Questa volta, infatti, i ricercatori di una squadra internazionale si sono concentrati in particolare sull‘acqua potabile, cercando di capire quanto contaminata sia quella in commercio in ogni parte del mondo. La risposta è stata scoraggiante: il 99% delle bottiglie prese in esame, infatti, contiene queste sostanze.

Lo studio

Pubblicato sulla rivista scientifica ACS ES&T Water, lo studio ha coinvolto gli scienziati della Birmingham University in Inghilterra e della Shenzhen University in Cina. A entrare in contatto sono stati studiosi di Scienze e Ingegneria Ambientale, Scienza e Tecnologia e Scienze della Terra, che hanno prima pensato a un “semplice” confronto fra le quantità di microplastiche contenute nell’acqua in bottiglia delle aree di appartenenza delle due università.

Le analisi hanno subito fatto scattare l’allarme: in praticamente tutti i campioni esaminati sia in Inghilterra che in Cina erano presenti particelle di materiale plastico. Gli studiosi hanno così deciso di ampliare ulteriormente lo studio ad altri Paesi, selezionandone in tutto 15 fra Asia, Europa, Nord America e Oceania. Purtroppo, i risultati non sono cambiati: soltanto l’1% dei campioni è risultato pulito.

Le microplastiche nell’acqua

Gli studiosi hanno dovuto prendere atto del fatto che la presenza di acido perfluoroottanoico (PFOA) e perfluoroottano sulfonato (PFOS) è quasi scontata nelle bottiglie d’acqua, in particolare in quelle in plastica. Non è tutto qui, perché estendendo l’analisi all’acqua di rubinetto è apparsa evidente anche la frequente presenza di Pfas, sostanze sempre di origine plastica comunemente utilizzate nell’industria per la loro resistenza.
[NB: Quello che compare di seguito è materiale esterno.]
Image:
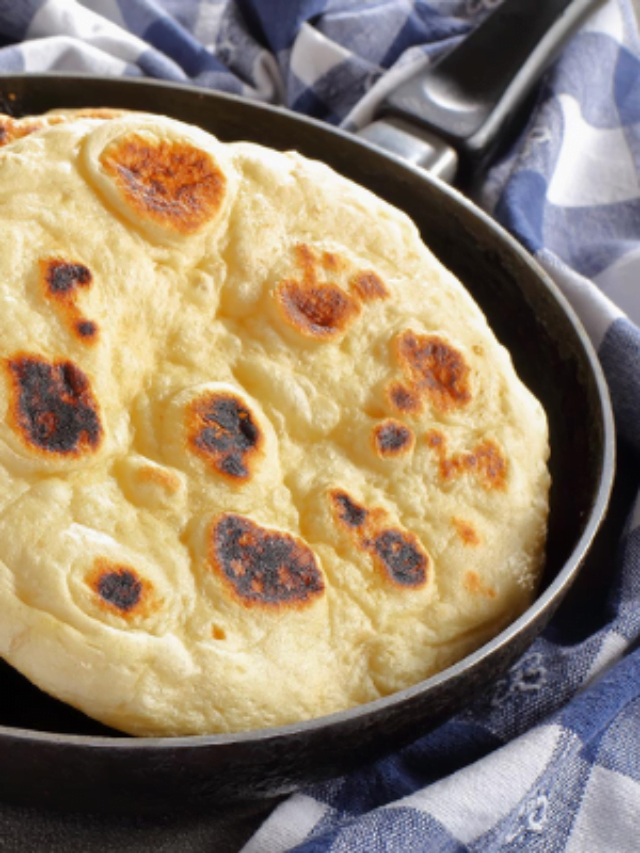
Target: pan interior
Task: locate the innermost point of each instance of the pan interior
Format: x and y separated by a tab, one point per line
549	351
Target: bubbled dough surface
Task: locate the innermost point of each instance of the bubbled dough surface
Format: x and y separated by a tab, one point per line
202	315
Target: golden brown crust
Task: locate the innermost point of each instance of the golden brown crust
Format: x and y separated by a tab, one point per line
398	555
174	184
61	283
121	589
434	370
222	430
392	438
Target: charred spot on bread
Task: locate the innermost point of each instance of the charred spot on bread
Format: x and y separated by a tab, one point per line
485	461
64	277
223	431
52	406
173	183
434	370
398	554
263	566
321	311
120	588
392	438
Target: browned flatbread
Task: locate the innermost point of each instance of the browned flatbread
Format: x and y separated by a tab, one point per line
262	458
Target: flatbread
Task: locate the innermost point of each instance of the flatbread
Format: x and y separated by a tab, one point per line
262	458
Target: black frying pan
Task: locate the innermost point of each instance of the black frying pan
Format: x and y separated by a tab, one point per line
53	755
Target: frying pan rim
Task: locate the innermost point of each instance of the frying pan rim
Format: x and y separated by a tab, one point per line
555	589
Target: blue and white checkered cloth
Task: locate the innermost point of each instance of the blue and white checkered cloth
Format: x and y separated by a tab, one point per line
549	759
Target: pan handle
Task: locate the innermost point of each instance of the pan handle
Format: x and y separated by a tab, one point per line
468	101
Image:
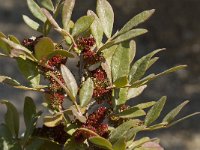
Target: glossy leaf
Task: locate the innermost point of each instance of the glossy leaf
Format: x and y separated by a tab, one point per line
121	130
138	19
11	82
30	70
52	121
82	25
51	19
3	45
120	144
131	113
63	53
145	105
69	80
121	96
140	66
172	114
11	118
106	16
129	35
31	23
132	50
134	92
29	110
68	7
96	28
47	4
101	142
86	92
43	48
155	111
120	62
36	10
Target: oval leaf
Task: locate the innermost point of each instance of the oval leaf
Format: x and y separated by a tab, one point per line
134	92
131	113
43	48
30	70
29	110
68	7
47	4
34	25
36	10
121	130
86	92
11	118
101	142
120	62
96	28
82	25
138	19
155	111
52	121
106	15
69	80
172	114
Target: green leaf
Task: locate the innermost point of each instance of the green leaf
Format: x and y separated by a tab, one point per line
132	50
120	62
96	28
186	117
121	130
52	121
153	76
134	92
129	35
86	92
5	133
30	70
6	139
69	80
131	113
36	10
19	47
11	118
101	142
47	4
108	54
34	25
140	66
139	142
14	39
145	105
11	82
51	19
106	15
82	25
63	53
120	144
29	110
3	45
155	111
138	19
172	114
43	48
131	133
121	96
68	7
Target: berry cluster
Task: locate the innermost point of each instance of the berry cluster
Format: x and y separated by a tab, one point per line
55	133
95	124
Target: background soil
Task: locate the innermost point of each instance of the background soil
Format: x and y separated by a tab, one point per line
176	26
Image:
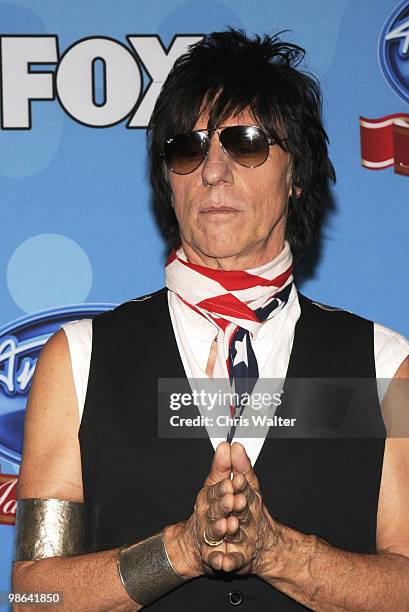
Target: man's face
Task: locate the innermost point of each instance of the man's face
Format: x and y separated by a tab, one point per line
229	216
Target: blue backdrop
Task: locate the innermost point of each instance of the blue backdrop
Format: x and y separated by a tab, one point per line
75	207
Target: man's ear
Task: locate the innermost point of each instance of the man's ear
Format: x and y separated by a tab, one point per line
295	192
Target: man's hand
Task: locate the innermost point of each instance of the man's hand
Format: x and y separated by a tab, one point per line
257	531
184	541
228	510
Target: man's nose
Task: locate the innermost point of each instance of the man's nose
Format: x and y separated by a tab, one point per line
217	165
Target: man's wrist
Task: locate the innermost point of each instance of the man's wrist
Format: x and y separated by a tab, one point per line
146	571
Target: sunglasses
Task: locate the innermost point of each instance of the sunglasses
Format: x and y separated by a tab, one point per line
247	145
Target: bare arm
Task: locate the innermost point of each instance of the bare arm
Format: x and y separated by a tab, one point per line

Livelli variabili di microplastiche sono stati rintracciati anche nelle bottiglie non in plastica, probabilmente a causa di un contatto e di una contaminazione in fase di produzione. Non ci sono differenze significative tra l’acqua liscia e quella frizzante. La contaminazione è fondamentalmente onnipresente, nonostante le concentrazioni siano ancora al di sotto dei livelli necessari per lanciare una vera e propria allerta sanitaria.

Le conclusioni dello studio

Se il contatto è inevitabile, cosa si può fare, allora? «I nostri risultati evidenziano la presenza diffusa delle microplastiche nell’acqua potabile – si legge nello studio – e sebbene gli attuali livelli non siano pericolosi per gli esseri umani, ribadiamo che il monitoraggio e la regolamentazione continui sono essenziali per proteggere la salute pubblica».

Oltre a questo invito, però, lo studio sensibilizza anche su ciò che si può fare a casa: i livelli si possono infatti ridurre prima del consumo facendo bollire l’acqua potabile, processo che rimuove buona parte delle microplastiche, e conservandola successivamente in bottiglie di vetro. Resta però l’invito alle industrie e a tutti i governi per cambiare direzione prima che sia troppo tardi: più si continueranno a usare metodi inquinanti più i livelli che consumiamo si alzeranno. E, purtroppo, arriverà un momento in cui diventeranno critici e problematici per il nostro benessere.